Thursday, January 12, 2017

Wet-foot/dry-foot scrapped

THE WHITE HOUSE
Office of the Press Secretary
FOR IMMEDIATE RELEASE
January 12, 2017

Statement by the President on Cuban Immigration Policy

Today, the United States is taking important steps forward to normalize relations with Cuba and to bring greater consistency to our immigration policy. The Department of Homeland Security is ending the so-called "wet-foot/dry foot" policy, which was put in place more than twenty years ago and was designed for a different era. Effective immediately, Cuban nationals who attempt to enter the United States illegally and do not qualify for humanitarian relief will be subject to removal, consistent with U.S. law and enforcement priorities. By taking this step, we are treating Cuban migrants the same way we treat migrants from other countries. The Cuban government has agreed to accept the return of Cuban nationals who have been ordered removed, just as it has been accepting the return of migrants interdicted at sea.



Today, the Department of Homeland Security is also ending the Cuban Medical Professional Parole Program. The United States and Cuba are working together to combat diseases that endanger the health and lives of our people. By providing preferential treatment to Cuban medical personnel, the medical parole program contradicts those efforts, and risks harming the Cuban people. Cuban medical personnel will now be eligible to apply for asylum at U.S. embassies and consulates around the world, consistent with the procedures for all foreign nationals.

The United States, a land of immigrants, has been enriched by the contributions of Cuban-Americans for more than a century. Since I took office, we have put the Cuban-American community at the center of our policies. With this change we will continue to welcome Cubans as we welcome immigrants from other nations, consistent with our laws. During my Administration, we worked to improve the lives of the Cuban people - inside of Cuba - by providing them with greater access to resources, information and connectivity to the wider world. Sustaining that approach is the best way to ensure that Cubans can enjoy prosperity, pursue reforms, and determine their own destiny. As I said in Havana, the future of Cuba should be in the hands of the Cuban people.

STATEMENT BY SECRETARY JOHNSON ON THE CONTINUED NORMALIZATION OF OUR MIGRATION RELATIONSHIP WITH CUBA

The United States is revoking the so-called “wet-foot/dry-foot” policy for Cuban migrants that has been in place since the mid-1990s. Effective immediately, Cuban nationals who attempt to illegally enter the United States will be subject to removal, consistent with our enforcement priorities. The United States is also ending the special Cuban Medical Professional Parole program.

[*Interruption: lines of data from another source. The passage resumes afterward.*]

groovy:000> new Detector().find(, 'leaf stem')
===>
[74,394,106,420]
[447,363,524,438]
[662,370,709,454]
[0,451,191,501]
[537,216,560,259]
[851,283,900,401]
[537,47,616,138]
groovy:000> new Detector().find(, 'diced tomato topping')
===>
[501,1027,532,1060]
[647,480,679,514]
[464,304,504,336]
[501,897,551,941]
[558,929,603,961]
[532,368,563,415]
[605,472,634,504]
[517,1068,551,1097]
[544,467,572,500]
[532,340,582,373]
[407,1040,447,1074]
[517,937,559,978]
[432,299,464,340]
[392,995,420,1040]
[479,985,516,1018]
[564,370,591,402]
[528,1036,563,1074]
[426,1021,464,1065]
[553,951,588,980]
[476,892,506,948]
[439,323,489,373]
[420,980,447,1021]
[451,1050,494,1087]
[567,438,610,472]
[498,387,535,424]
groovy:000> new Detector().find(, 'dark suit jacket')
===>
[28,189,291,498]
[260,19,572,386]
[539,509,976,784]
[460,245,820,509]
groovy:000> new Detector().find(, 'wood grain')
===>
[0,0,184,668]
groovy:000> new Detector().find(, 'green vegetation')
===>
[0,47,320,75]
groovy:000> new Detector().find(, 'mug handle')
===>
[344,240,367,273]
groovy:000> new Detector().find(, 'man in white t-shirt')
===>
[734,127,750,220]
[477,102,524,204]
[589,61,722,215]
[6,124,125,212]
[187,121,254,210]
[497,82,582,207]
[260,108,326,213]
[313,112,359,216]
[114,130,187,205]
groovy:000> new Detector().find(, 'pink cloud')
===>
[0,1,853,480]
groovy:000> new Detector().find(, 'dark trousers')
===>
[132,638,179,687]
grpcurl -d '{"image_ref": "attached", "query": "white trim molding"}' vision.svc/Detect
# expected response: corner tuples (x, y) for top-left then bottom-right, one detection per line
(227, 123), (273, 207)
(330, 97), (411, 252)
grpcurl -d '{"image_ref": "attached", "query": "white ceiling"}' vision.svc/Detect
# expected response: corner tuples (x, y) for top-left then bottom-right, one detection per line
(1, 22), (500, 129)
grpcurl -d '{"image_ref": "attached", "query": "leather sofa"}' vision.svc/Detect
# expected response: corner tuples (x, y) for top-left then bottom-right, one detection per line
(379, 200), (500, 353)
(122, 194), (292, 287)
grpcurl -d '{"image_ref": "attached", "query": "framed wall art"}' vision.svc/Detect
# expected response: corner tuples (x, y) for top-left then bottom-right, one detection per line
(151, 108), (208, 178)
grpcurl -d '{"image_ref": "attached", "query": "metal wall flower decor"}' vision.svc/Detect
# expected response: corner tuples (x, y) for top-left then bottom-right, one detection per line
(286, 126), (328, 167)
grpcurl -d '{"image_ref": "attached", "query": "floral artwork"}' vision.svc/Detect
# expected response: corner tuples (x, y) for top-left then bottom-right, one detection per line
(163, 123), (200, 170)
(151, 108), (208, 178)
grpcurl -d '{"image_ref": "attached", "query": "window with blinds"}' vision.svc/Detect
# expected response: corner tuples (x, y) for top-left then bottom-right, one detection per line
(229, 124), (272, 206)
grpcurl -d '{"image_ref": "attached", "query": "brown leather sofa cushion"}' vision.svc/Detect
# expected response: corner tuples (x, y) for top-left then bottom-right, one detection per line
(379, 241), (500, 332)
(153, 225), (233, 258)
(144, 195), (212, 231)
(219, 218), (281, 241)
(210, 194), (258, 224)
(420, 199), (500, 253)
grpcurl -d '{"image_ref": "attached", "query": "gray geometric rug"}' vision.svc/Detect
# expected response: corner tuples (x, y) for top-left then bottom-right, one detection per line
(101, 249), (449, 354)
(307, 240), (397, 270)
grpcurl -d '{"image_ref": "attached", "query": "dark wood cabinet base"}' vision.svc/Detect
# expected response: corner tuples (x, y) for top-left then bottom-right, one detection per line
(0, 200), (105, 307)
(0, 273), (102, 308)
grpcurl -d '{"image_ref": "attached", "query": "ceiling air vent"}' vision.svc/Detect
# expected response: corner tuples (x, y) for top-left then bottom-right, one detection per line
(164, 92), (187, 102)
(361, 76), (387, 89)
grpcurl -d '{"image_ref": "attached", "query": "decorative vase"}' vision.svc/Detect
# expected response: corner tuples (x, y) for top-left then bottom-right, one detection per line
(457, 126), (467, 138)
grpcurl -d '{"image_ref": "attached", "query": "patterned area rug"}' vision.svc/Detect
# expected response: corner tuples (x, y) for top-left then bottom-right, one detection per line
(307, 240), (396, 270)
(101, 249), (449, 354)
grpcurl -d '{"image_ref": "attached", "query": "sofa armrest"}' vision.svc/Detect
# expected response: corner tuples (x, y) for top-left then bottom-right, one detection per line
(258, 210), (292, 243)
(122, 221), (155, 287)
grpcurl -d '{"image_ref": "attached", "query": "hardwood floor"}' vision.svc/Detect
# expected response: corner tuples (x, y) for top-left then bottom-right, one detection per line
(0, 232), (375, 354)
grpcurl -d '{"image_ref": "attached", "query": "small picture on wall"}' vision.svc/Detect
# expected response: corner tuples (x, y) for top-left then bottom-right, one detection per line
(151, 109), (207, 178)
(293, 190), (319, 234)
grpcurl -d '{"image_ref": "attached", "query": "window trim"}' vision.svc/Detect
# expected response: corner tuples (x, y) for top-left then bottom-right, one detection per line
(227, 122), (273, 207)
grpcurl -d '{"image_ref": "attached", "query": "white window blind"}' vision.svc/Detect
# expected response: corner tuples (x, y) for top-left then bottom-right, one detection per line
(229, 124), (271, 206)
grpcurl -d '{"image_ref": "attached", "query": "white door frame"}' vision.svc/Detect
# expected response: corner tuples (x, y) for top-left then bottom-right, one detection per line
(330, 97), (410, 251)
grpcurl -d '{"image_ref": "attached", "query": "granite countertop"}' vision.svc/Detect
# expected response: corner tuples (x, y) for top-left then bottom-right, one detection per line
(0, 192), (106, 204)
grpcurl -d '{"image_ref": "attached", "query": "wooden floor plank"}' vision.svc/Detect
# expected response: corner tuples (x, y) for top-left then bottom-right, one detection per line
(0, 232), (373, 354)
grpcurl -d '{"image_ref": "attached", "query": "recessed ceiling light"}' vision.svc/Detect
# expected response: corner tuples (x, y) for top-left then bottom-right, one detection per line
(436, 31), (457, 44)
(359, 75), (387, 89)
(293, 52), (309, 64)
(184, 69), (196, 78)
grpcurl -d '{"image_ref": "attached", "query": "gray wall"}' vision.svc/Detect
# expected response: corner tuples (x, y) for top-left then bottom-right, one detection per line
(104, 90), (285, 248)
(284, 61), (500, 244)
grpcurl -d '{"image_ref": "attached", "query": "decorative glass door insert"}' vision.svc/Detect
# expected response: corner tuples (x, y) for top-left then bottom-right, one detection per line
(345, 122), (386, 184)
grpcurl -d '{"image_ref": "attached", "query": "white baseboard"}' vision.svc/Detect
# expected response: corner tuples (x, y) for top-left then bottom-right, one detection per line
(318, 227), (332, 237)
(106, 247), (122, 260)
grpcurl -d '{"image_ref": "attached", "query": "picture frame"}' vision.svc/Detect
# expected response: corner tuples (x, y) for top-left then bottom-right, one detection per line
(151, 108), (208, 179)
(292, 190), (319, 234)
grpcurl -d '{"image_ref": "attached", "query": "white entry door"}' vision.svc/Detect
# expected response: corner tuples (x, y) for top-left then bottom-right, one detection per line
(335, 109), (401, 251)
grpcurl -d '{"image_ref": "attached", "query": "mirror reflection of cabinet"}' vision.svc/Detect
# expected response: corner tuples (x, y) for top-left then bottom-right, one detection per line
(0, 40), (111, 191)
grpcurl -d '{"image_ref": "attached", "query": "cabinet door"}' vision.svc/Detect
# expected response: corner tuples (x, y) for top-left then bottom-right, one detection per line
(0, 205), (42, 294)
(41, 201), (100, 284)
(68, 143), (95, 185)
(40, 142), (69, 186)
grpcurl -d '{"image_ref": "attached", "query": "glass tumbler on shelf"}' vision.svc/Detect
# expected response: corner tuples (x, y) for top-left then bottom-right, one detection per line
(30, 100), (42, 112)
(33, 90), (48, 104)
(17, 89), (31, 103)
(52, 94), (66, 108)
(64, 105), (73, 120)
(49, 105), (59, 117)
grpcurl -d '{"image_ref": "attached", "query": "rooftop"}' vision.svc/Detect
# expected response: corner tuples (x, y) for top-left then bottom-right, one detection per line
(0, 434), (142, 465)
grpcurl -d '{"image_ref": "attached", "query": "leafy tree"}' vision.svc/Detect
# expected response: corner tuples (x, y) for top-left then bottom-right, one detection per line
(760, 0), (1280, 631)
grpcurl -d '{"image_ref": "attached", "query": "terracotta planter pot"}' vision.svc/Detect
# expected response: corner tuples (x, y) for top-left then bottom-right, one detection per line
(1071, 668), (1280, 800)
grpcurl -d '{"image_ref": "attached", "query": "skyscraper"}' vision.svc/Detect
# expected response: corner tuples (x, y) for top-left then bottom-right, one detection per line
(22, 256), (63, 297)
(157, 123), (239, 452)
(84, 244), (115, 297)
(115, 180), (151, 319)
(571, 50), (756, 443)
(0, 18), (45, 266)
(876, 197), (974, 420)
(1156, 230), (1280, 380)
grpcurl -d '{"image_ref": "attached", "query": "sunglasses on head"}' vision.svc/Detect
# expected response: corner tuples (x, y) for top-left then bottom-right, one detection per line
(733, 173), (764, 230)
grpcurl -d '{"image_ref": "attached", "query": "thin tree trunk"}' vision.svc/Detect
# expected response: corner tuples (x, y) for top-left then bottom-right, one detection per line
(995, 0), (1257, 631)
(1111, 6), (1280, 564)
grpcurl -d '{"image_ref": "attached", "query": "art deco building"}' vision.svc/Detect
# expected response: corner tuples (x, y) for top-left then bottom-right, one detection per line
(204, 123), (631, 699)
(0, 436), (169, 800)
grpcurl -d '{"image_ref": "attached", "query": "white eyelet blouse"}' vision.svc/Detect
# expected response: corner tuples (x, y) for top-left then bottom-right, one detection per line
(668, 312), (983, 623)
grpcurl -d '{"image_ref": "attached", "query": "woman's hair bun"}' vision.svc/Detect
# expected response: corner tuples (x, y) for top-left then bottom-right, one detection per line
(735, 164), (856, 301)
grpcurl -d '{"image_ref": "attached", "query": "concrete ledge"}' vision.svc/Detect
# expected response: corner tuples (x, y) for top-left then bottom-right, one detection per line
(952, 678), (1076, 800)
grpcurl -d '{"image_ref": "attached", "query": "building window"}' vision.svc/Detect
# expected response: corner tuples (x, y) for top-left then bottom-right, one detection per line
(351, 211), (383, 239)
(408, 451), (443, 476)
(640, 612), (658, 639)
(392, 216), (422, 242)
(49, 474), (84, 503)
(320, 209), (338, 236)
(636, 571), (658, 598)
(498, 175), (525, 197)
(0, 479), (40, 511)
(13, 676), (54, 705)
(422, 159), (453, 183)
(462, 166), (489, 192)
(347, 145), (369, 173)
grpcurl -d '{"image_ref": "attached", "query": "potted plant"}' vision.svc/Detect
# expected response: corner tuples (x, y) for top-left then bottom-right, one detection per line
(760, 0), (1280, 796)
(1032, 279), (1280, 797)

These actions are part of the ongoing normalization of relations between the governments of the United States and Cuba, and reflect a commitment to have a broader immigration policy in which we treat people from different countries consistently. To the extent permitted by the current laws of our two countries, the United States will now treat Cuban migrants in a manner consistent with how it treats others; unauthorized migrants can expect to be removed unless they qualify for humanitarian relief under our laws.

The Government of Cuba has agreed to begin to accept the return of Cuban nationals who have been ordered removed. Cuba and the United States will work to further discourage unlawful migration to the United States and promote bilateral cooperation to prevent and prosecute alien smuggling and other crimes related to illegal migration.

Though the Cuban Adjustment Act and certain Cuban laws remain in effect, today’s announcement goes a long way to putting our relationship with Cuba on equal terms with our relationships with other neighbors.